A pilot project evaluating the Electro-Ceramic Desalination (ECD) technology developed by Membrion Inc. (Seattle, Wash.; www.membrion.com) successfully recovered clean water from the reject water of a reverse osmosis (RO) desalination process at a commercial manufacturing site.
Membrion’s technology uses ceramic membranes for ion separation in extreme environments where polymeric membranes would typically fail (see A New manufacturing approach for heavy-duty ceramic membranes, Chem. Eng., May 2024, p. 11). The company developed a method for shaping silica into ceramic membrane sheets with pore sizes suitable for ion-transport. An electric field, rather than pressure, drives the migration of ions.

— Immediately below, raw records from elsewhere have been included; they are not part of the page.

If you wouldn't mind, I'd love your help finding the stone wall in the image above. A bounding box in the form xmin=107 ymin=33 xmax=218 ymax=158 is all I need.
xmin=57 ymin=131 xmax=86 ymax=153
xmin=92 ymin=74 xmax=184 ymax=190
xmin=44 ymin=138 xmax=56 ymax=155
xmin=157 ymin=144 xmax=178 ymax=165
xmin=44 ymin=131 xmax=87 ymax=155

For the pilot project, an ECD unit was installed at a Colgate-Palmolive (New York, N.Y.; www.colgatepalmolive.com) facility in Cambridge, Ohio, where it produced clean water for reuse over a four-week period from the facility’s RO desalination wastewater. The facility was chosen specifically because of its challenging water chemistry, says Greg Newbloom, Membrion CEO. The combination of RO and ECD concentrated the problematic ions in the RO reject water into a volume of 3 to 6% of the original water volume. Project leaders varied the water chemistry specifications required, and found that the ECD could deliver the water for reuse according to the desired properties, Newbloom said.

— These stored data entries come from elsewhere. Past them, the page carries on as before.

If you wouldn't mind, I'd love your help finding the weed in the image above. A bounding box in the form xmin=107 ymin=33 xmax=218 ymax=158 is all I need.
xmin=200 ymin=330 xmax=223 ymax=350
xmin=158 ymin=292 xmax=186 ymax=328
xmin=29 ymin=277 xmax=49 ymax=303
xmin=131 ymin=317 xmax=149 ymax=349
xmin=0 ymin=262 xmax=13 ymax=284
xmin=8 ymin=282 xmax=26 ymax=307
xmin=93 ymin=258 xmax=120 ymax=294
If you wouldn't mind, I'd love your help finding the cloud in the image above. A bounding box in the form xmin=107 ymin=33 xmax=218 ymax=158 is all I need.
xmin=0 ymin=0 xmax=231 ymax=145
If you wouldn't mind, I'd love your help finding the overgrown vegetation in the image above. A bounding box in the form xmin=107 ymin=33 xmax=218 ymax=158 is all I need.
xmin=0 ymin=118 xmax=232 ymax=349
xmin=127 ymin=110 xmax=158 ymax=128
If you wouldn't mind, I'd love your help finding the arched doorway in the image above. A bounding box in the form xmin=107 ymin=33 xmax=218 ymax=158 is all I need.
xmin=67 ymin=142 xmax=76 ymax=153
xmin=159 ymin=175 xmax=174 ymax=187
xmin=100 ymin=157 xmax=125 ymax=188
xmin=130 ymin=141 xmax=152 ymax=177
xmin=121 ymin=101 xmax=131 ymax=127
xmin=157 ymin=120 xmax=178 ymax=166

Based on the results of the pilot project, Membrion is now working with Colgate-Palmolive to expand the use of the ECD to several other facilities in water-stressed areas, with the goal of delivering 400 million gallons of water for reuse with the ECD across all the sites.
The pilot project was a part of the 100+ Accelerator program (New York, N.Y.; www.100accelerator.com), an industry consortium aimed at funding and developing sustainability-related technologies and approaches whose benefits could be shared across all member companies.